Tapping into the White Rock Penstock, where the Sacramento Municipal Utility District has reserved a connection for El Dorado County since a 1961 agreement, is viewed as the next major water source for the El Dorado Irrigation District.
Monday, on a 5-0 vote, the EID board adopted the Integrated Water Resources Master Plan 2013. The 251-page plan was created by HDR Engineering at a cost of $950,000.
The plan includes water demand forecasting, infrastructure requirements, water recycling strategies and cost estimates.
The top two options, both financially and for other reasons such as flexibility, are the White Rock Penstock and building a reservoir of 31,000 acre-feet on Alder Creek.
Both options provide gravity water. The White Rock Penstock water will need to be pumped up 300 feet to a new water treatment plant and then feed into the EID system by gravity.
Water available from White Rock is 30,000 acre-feet, 40,000 acre-feet after 2025. SMUD and the El Dorado Water and Power Authority, which includes EID, concluded a deal with SMUD during its relicensing that provides 15,000 acre-feet of drought storage in SMUD Upper American River Project.
UARP consists of 11 dams and reservoirs beginning on the Rubicon River in Rockbound Valley and ending in the White Rock Powerhouse. UARP has a gross reservoir capacity of 400,000 acre-feet of water. It is also called a “Stairway of Power.” UARP generates 688 megawatts of power on 53 miles of river as it drops 1 mile in altitude. “In a typical year” SMUD says it generates 1.8 billion kilowatt-hours from the project built in the 1950s, receiving its federal power license in 1957.
The Alder Creek project would feed a 10-megawatt powerhouse and then return its water to the El Dorado Canal. Alder Creek reservoir would generate 11,250 acre-feet of new water supply that would be handled by Reservoir A Water Treatment Plan near Sly Park.
The likeliest treatment plant location for water for White Rock would be at Bray Reservoir near Missouri Flat Road. It then sends its water into the system at Reservoir 9 on the Diamond Springs Main.
Included in the report are new water transmission lines to serve Cameron Park and El Dorado Hills.
“It’s a very-very long-term plan,’ said EID General Manager Jim Abercrombie. “The plan is scalable,” meaning treatment capacity can be increased over the years, transmission lines can be added later. This plan and a wastewater treatment master plan to come later will feed into an update of the level of the hookup charges, which will go into a capital reserve fund “for expanded facilities.”
“This plan is in response to the county (general) plan. We have to adapt our plan to changes,” said Board President George Osborne.
“Eleven counties are in disaster drought status. It’s almost miraculous to have an opportunity to plan for reasonable growth,” said vineyardist Doug Liesz. “You’re really committing yourselves to a continuous planning process. What you have to do in year one is to ensure year 20. My compliments to you.”
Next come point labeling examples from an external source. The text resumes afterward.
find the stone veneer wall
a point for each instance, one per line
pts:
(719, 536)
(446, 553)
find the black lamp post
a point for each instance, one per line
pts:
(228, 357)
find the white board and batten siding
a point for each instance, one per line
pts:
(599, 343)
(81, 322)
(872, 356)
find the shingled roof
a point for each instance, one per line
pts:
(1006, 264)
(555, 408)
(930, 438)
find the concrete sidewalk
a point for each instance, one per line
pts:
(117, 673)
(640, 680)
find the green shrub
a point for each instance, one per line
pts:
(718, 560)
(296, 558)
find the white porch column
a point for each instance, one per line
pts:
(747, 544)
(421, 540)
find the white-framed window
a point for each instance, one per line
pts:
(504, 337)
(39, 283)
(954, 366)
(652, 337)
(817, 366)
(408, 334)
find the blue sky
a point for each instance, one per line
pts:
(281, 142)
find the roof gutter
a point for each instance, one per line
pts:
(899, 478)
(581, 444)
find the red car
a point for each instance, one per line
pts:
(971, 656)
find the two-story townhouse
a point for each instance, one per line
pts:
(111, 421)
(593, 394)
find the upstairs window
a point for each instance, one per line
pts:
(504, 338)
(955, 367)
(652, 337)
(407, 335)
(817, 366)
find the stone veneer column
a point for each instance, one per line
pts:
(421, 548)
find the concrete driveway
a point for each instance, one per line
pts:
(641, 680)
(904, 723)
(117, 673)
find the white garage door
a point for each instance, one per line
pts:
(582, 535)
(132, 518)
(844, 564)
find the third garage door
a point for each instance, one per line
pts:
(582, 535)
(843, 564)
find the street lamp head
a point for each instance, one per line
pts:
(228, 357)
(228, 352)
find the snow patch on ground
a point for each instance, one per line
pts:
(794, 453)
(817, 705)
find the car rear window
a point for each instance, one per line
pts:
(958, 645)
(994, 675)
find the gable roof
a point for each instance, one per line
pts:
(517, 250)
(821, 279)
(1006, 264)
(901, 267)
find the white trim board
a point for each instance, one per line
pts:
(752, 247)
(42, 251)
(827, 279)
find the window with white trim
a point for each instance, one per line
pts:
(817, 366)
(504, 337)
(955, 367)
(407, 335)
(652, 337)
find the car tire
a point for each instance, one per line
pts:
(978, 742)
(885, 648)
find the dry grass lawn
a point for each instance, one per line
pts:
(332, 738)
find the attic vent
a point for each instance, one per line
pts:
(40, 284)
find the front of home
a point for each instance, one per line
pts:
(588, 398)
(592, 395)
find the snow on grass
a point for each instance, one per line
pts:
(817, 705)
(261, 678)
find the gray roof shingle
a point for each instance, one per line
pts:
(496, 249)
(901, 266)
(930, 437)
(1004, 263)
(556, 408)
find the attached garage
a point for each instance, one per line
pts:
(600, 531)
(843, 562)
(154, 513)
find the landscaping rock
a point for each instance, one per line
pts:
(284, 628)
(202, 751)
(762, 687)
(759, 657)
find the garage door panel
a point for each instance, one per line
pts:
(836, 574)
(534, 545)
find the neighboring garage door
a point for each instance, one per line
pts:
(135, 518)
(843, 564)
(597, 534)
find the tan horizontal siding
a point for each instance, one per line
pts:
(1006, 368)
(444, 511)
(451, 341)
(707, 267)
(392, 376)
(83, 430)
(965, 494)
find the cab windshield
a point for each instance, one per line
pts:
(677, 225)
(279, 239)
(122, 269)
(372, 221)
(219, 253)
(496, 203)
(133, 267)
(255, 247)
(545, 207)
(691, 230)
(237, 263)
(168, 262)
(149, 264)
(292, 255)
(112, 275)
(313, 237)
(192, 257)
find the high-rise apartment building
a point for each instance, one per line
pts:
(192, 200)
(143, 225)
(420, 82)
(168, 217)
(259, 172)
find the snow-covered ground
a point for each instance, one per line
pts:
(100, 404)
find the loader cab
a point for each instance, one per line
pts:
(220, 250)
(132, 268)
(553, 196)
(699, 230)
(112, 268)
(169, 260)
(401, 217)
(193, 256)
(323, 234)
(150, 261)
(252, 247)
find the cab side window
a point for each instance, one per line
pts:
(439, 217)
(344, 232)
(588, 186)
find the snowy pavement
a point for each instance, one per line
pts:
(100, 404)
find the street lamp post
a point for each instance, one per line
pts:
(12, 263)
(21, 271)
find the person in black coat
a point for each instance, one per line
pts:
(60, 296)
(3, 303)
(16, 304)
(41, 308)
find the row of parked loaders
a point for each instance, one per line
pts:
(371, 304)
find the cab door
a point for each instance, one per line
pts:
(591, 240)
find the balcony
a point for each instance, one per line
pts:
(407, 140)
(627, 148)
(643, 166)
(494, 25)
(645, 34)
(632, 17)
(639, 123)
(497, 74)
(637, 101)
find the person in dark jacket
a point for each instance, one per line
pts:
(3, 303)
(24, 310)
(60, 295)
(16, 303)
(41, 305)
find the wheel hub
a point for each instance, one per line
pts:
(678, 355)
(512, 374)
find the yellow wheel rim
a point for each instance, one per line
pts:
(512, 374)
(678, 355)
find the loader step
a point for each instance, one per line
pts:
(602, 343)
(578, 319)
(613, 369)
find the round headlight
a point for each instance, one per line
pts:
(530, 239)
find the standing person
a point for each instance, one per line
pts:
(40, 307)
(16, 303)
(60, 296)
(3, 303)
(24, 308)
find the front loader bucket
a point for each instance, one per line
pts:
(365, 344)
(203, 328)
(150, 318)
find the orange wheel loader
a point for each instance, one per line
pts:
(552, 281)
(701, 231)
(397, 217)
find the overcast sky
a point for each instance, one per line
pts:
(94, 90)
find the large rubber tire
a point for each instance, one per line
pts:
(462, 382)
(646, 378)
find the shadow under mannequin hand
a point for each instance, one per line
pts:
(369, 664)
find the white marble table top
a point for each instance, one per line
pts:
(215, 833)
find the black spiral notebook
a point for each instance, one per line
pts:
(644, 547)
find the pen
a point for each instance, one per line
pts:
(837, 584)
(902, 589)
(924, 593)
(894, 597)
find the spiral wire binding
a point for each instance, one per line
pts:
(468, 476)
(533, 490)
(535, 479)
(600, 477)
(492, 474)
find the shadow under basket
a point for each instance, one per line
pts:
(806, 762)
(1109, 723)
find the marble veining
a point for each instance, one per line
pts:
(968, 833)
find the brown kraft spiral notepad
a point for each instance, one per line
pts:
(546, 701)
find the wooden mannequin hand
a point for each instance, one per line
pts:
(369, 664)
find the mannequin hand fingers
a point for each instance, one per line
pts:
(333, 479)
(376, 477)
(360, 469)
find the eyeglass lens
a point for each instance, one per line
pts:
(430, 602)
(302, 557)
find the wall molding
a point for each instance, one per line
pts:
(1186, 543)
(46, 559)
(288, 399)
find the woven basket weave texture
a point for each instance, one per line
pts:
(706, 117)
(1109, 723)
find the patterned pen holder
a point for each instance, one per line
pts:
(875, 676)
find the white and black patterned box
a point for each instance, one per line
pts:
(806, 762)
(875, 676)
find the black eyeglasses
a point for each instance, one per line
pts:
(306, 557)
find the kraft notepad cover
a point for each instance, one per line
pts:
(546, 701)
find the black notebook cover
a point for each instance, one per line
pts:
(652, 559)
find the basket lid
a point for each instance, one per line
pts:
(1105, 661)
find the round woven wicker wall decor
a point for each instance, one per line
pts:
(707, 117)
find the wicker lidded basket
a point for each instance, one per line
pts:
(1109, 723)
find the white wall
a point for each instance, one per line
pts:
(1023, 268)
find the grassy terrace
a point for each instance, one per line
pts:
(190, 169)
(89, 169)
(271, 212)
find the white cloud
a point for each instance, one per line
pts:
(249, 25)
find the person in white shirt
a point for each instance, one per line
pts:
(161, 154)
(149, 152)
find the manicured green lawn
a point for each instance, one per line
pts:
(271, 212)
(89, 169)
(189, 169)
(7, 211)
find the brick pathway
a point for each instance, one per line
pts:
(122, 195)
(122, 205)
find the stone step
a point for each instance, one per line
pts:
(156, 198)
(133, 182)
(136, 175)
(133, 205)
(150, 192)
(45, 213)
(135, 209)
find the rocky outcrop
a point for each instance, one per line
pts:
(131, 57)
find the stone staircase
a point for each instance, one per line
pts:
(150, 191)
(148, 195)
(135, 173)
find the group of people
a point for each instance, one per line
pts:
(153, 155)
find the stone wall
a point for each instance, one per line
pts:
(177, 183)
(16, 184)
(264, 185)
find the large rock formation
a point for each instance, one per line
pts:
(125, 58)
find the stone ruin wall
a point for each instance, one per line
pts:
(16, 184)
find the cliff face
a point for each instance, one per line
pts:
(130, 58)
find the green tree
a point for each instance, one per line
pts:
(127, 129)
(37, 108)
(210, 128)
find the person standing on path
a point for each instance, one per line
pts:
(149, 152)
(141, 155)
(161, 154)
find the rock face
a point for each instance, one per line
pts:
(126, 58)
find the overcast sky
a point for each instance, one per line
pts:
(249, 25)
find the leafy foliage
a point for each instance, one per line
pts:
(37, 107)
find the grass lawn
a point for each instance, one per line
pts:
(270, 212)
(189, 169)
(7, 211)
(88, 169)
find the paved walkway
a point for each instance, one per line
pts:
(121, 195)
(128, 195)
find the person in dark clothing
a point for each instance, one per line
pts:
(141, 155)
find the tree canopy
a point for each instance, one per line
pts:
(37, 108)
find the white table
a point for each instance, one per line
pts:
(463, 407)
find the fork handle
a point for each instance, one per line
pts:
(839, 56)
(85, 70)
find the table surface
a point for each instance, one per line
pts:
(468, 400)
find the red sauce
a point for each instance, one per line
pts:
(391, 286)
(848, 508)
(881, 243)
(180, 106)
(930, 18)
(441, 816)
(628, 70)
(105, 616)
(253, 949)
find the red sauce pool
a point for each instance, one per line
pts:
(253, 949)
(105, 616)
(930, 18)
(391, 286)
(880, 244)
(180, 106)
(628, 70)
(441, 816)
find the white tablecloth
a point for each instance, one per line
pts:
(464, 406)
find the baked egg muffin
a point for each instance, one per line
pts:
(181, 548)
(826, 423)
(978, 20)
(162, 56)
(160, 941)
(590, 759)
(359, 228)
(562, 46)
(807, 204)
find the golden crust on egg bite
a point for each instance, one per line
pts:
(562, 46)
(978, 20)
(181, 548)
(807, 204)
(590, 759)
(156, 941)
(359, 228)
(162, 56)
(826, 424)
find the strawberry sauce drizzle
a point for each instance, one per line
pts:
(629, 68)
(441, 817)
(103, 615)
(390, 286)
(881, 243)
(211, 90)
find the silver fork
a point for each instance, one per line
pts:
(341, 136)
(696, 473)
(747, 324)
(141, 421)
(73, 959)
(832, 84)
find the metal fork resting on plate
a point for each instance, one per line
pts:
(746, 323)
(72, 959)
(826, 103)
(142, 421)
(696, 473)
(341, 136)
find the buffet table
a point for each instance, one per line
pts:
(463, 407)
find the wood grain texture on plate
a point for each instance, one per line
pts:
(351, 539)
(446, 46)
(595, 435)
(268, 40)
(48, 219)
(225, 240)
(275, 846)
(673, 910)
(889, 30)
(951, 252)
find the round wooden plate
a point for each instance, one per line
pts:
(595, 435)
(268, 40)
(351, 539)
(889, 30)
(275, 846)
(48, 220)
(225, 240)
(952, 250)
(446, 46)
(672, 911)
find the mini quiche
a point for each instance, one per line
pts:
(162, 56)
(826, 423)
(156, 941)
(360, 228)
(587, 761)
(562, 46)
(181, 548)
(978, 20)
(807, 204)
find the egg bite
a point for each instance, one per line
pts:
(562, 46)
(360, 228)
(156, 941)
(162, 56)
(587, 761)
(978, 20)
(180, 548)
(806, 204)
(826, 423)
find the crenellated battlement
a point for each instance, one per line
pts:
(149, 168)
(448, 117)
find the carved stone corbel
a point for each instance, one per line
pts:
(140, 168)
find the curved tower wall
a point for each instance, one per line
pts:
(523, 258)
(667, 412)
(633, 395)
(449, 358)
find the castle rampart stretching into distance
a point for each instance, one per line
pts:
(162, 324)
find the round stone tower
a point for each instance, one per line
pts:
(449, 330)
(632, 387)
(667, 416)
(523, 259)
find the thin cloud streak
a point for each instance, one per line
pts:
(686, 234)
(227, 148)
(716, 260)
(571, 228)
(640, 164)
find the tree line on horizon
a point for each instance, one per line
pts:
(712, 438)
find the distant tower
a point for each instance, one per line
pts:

“I echo what Doug said on the quality of the planning process,” said Cameron Park retiree Greg Prada.
“It’s important that the plan be flexible. Hope you’re not locked into a five-year plan,” said Kirk Bone of Parker Development.
The nice feature of the plan is it’s scalable and phase-able,” said Abercrombie.
“Don’t lose an opportunity to slow things down or speed things up,” said Director Alan Day.
Total present value cost of the two options is estimated at about $550 million, with slightly less than half of that being operations and maintenance expense. Alder Reservoir is estimated to cost $106 million.
The projects would be engineered over the over the next seven years, with expenses of $2 million in 2014 rising to $9 million in 2019 and $10 million in 2020. White Rock, the new water plant and a new transmission line likely will begin construction in 2025.